4. Model Selection Guide¶

4.1 Component Selection (Biology-Driven)¶

Components map to biological phenomena—velocity is mandatory; add others based on your system.

Component	Biological Meaning	When to Include
Velocity (Mandatory)	Instantaneous direction of cell state transitions (e.g., differentiation/activation)	Always (core of trajectory inference)
Growth	Proliferation/apoptosis rates (changes in cell population size over time)	- Developmental expansion -Tumor proliferation
Score	Stochasticity in cell state transitions (biological noise)	- Stem cell fate plasticity
Interaction	Cell-cell communication effects	Tumor microenvironment (immune-cancer crosstalk)

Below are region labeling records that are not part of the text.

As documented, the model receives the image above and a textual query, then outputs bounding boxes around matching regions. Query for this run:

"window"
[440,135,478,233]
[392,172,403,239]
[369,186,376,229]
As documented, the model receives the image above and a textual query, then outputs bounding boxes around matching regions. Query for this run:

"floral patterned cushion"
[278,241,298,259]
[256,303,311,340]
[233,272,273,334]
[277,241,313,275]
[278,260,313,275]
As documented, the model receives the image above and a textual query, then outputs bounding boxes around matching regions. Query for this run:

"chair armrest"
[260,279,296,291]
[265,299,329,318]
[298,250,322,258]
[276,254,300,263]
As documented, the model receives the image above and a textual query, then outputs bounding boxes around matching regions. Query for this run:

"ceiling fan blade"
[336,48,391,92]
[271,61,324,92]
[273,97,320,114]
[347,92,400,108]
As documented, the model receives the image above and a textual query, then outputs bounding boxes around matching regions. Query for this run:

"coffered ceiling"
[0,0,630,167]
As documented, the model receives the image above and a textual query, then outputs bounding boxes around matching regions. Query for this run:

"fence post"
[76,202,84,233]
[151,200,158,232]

4.2 Training Mode Selection (Computation-Driven)¶

Choose between flow_matching (speed) and neural_ode (flexibility):

Training Mode	Speed	Flexibility	Best For	Limitations
`flow_matching`	⚡ Fast (simulation-free)	❌ Low (simple loss functions only)	- Large datasets - Simple dynamics (velocity + growth + score)	Struggles with complex dynamics (interaction)
`neural_ode`	🐢 Slow (numerical ODE solving)	✅ High (all components/losses)	- Small/medium datasets - Complex dynamics (velocity + growth + score + interaction)	Computationally expensive for large data

4.3 Model Selection Cheat Sheet¶

Biological Scenario	Components	Training Mode	CytoBridge Config
Only considering Velocity	Velocity only	`neural_ode`	`dynamical_ot`
Proliferation (no stochasticity)	Velocity + Growth	`neural_ode`	`unbalanced_ot`
Proliferation + Stochasticity	Velocity + Growth + Score	`neural_ode` +`flow_matching`	`ruot`
Proliferation + Stochasticity	Velocity + Growth + Score	`flow_matching`	`crufm`
proliferation + Stochasticity + cell-cell communication	Velocity + Growth + Score+Interaction	`neural_ode`	`cytobridge`

5. Optional Loss Functions¶

Loss functions in CytoBridge quantify the mismatch between model predictions and biological data. The choice of loss depends on your model components (e.g., growth requires mass-aware losses) and biological goals (e.g., stochasticity requires score matching). Below is a breakdown of all supported losses.

5.1 Overview¶

Each loss addresses a specific biological or computational challenge. Here’s a high-level mapping to model components:

Loss Type	Target Challenge	Essential model components
OT Loss	Align cell state distributions across time	Velocity (all OT-based models)
Mass Loss	Enforce consistent cell population sizes (proliferation/apoptosis)	Velocity + Growth
Score Matching Loss	Model stochasticity in cell state transitions	Velocity + Score
Density Loss	Align local density of cell states	Velocity (neural ODE mode)
PINN Loss	Enforce physical constraints (e.g., continuity of cell density)	Velocity (neural ODE mode)

5.2 OT Loss (Optimal Transport Loss)¶

Core Function¶

Measures the “cost” of transporting cell states from one time point to another—critical for aligning distributions in velocity-based models. Supports both balanced (equal cell counts) and unbalanced (proliferation/apoptosis) scenarios.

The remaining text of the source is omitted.